Underpinning the category’s difficulties is the country’s falling birth rate, which declined from 14.3 births per 1,000 inhabitants in 2006 to 13.5 in 2010. In 2010, the birth rate fell by 3% on the previous year, the largest drop seen in 20 years. It stands to reason that the fewer babies there are, then fewer diapers will be sold. As the birth rate has now been falling since the start of the global economic crisis in 2007, the problem now affects all categories within nappies/diapers/pants.
Given the fall in birth rate, it becomes difficult to state categorically whether the reported slowdown in diaper sales is actually due to parents using fewer diapers or whether there are simply fewer babies around to need diapers. While the category’s current lacklustre sales are most likely a combination of the two, the declining US birth rate remains the biggest long-term potential impediment to future growth in nappies/diapers/pants as Americans are waiting longer to start families, not just as a result of current difficult economic circumstances, but also because of long-term cultural trends.
Cloth diapers present a future risk
While the economy and suppressed birth rate combined are the most pressing immediate concerns for diaper manufacturers, looking further ahead, the small but burgeoning trend of reusable cotton diapers may well exert further pressure on the category, and it is vital that manufacturers begin planning now as to how to react to this rival product.
As sustainability remains high on the political agenda despite the financial crisis – and will do so for the foreseeable future well beyond when the crisis finally subsides – more Americans are being convinced to make efforts in their personal lives to reduce their impact on the environment – a trend that is only likely to gather pace once the economy returns to full strength.
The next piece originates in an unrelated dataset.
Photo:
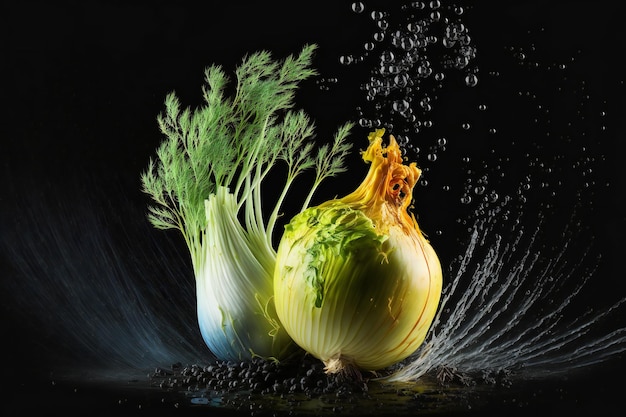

In the US, cloth nappies remain a little used alternative to disposable diaper products – the nappy penetration rate in the US remains extremely high, with 94% of 0-2-year-olds using disposable nappies and 44% of 2-4-year-olds utilising disposable training pants – but a small group of consumers are making a big noise about the relative benefits of reusable diapers. Although consumers who prefer cloth diapers are still very much in the minority, this burgeoning trend is one disposable diaper manufacturers may well need to further contend with once the more immediate financial threats subside.
Combination of difficult conditions
A combination of tough economic conditions, a falling birth rate and strengthening awareness of environmental concerns is creating a difficult climate unlike anything the nappies/diapers/pants category has faced before. How major manufacturers deal with this three-pronged attack will be crucial in determining their long-term success.
Given that diaper manufacturers can do little to influence the birth rate, they must currently concentrate on retaining customers through the financial storm –coupons and multi-pack deals would not go amiss – but also focus on their strategy for riding out the crisis and achieving growth once the economy starts to recover. It is telling that the only branded nappy maker to increase its market share in the US during 2010, albeit marginally, was environmentally-friendly manufacturer Seventh Generation. Given this, and the potential longer-term threat of cotton diapers to the interests of major players beyond the current financial crisis, focusing on environmentally-friendly and sustainable diaper innovation is imperative for the long-term success of manufacturers.